La percepción de la cultura hoy por hoy pareciese una extensión del mundo. Una extensión de un mundo que no para nunca, si quiera a contemplarse a si mismo. La distancia entre nosotros se hace aún mayor. El mundo no para y por lo tanto nosotros tampoco. Más aún no habrá que olvidar un detalle que cobra vida misma al saberlo único. Somos parte de un mundo pero somos un mundo en si. Poseemos una característica única. Podemos contemplar y construir es decir, no solo estar también ser. La inmensa complejidad de esta única característica se muestra ante nuestros ojos. Basta una mirada, basta contemplarnos con el tiempo suspendido, basta observar el arte. Nosotros habitamos espacios, somos parte de ellos pero vivimos en una memoria, en recuerdos. Estamos en el y a la vez no lo estamos. Vivimos en el tiempo y ajenos de el, vivimos día a día pero aún vivimos ayer, arquitectos de belleza y de terror. Aquel mundo que no se contemple estará destinado a perderse en el presente olvidado, jamás en la profundidad del tiempo, jamás será recordado ni trascenderá en la historia de lo incierto. Hoy el mundo muestra aquellos síntomas que lo destinarían a perderse, el mundo ha tomado esa peligrosa dirección. Aquella dirección inevitablemente nos trasladaría a la indiferencia, indiferencia ante la notoriedad y trascendencia, indiferencia ante nosotros mismos. Las distancias no solo superan direcciones territoriales también lo hacen con los seres y sus obras. El artista se encontrará entonces ante la disyuntiva de comunicar verdades y no permitir que el mundo se dirija ante la indiferencia perpetua, pero sabemos que estas a veces son insoportables, a veces los artistas tienden a disfrazar de mentiras de verdades para que podamos soportarlas.

AURA, CARLOS Y YO



Te desconcentrarás. Perderás por un momento sus ojos al no creer que sea posible .Regresas a ellos, te encuentras en ellos. Intentas persuadir a tu ya alterada mente. Lo logras y respiras el aire de un beso. Piensas que por fin posees aquellos ojos, aquella timidez y aquella vanidad que al fin y al cabo solo reflejará la tuya. Imaginas una vida lejos de todo, lejos de ahí. Donde el sol no la refleja o donde ella no refleja al sol .Lejos piensas. Ella vacilará, se alejará a las sombras, donde tú no puedas verla, donde tus sentidos ya no ven, donde tu sentidos ya no son.
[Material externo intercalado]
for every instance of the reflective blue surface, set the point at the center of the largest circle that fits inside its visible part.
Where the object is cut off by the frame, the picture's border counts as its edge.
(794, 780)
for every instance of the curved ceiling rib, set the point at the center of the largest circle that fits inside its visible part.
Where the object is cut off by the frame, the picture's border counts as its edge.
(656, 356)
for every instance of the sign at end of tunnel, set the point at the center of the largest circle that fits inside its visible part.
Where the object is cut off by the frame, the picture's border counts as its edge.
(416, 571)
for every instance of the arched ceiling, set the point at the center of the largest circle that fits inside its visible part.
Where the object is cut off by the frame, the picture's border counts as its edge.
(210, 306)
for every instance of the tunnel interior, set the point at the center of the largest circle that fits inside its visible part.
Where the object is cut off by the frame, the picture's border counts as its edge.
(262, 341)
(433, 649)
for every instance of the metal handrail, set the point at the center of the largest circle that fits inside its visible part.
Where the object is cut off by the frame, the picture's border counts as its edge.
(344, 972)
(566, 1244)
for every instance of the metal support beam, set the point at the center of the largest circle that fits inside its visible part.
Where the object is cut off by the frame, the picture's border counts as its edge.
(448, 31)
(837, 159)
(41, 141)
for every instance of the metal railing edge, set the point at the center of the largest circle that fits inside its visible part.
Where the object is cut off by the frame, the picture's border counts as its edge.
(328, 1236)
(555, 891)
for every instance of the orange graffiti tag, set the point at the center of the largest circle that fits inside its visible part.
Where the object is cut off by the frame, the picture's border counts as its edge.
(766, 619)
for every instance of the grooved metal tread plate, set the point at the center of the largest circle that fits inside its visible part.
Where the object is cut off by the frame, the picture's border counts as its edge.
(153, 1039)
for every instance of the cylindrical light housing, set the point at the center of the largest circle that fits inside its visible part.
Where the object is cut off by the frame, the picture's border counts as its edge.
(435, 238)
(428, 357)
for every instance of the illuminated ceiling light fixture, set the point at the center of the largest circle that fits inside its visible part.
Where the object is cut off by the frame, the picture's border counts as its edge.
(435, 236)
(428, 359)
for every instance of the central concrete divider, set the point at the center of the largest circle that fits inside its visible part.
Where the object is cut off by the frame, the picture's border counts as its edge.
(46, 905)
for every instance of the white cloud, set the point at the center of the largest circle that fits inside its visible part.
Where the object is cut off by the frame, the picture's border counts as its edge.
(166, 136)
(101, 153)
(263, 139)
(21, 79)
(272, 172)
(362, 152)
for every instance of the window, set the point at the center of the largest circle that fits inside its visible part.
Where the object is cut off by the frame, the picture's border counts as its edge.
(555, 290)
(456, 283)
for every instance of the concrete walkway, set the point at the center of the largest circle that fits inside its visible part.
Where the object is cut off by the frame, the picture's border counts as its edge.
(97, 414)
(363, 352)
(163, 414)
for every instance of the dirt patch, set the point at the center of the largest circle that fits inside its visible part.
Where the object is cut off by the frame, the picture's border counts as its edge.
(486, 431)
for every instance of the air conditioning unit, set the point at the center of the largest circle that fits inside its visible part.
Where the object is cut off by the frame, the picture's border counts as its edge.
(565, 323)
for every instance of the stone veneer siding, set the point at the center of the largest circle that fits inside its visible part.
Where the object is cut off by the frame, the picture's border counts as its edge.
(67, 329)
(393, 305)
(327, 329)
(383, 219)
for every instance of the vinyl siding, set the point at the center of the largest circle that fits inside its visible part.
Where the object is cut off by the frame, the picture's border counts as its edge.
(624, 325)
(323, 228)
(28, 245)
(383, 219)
Dirás:

— Escúchame, no puedes ocultarte siempre.
—Ocultarme dices.
— Si, ya no puedes ocultarte, por lo menos no de mí, ahora te he encontrado y no pretendo dejarte ir.
— ¿Dejarme ir?, a donde quieres ir.
— Lejos de aquí, a donde tu quieras ir
­— No has entendido nada, no quiero que me dejes ir, no necesito que me dejes ir, somos uno solo tu y yo aquí
— Aquí, dices?, donde la tristeza se adueña de cada rincón, donde el polvo fiel testigo del vivir se acobarda de existir.
—La nostalgia de existir fue esperar a que tú llegaras por mí

La voz se extinguirá. Recordarás aquellas palabras que devastan tú interior. Recordaras “llegaras por mí”. Fiel a tu lógica de encontrar la lógica rogarás por tropezar con aquellas palabras. Aquellas palabras que han roto ya una pared de tu conciencia. Por primera vez en tu vida crees en no creer. Pensarás “podremos estar en lugar de ser”. En ese instante tu lógica, esa misma que no permite otra detendrá ya el desahogo y sin saberlo te ahogará aún más. Has decidido que partirás. Lo gritarás y gritarás:

—No hay tiempo para más.

Ella aparecerá entre las sombras y llorando te dirá

— Tengo el tiempo que contarte y tú tienes tiempo que escucharme.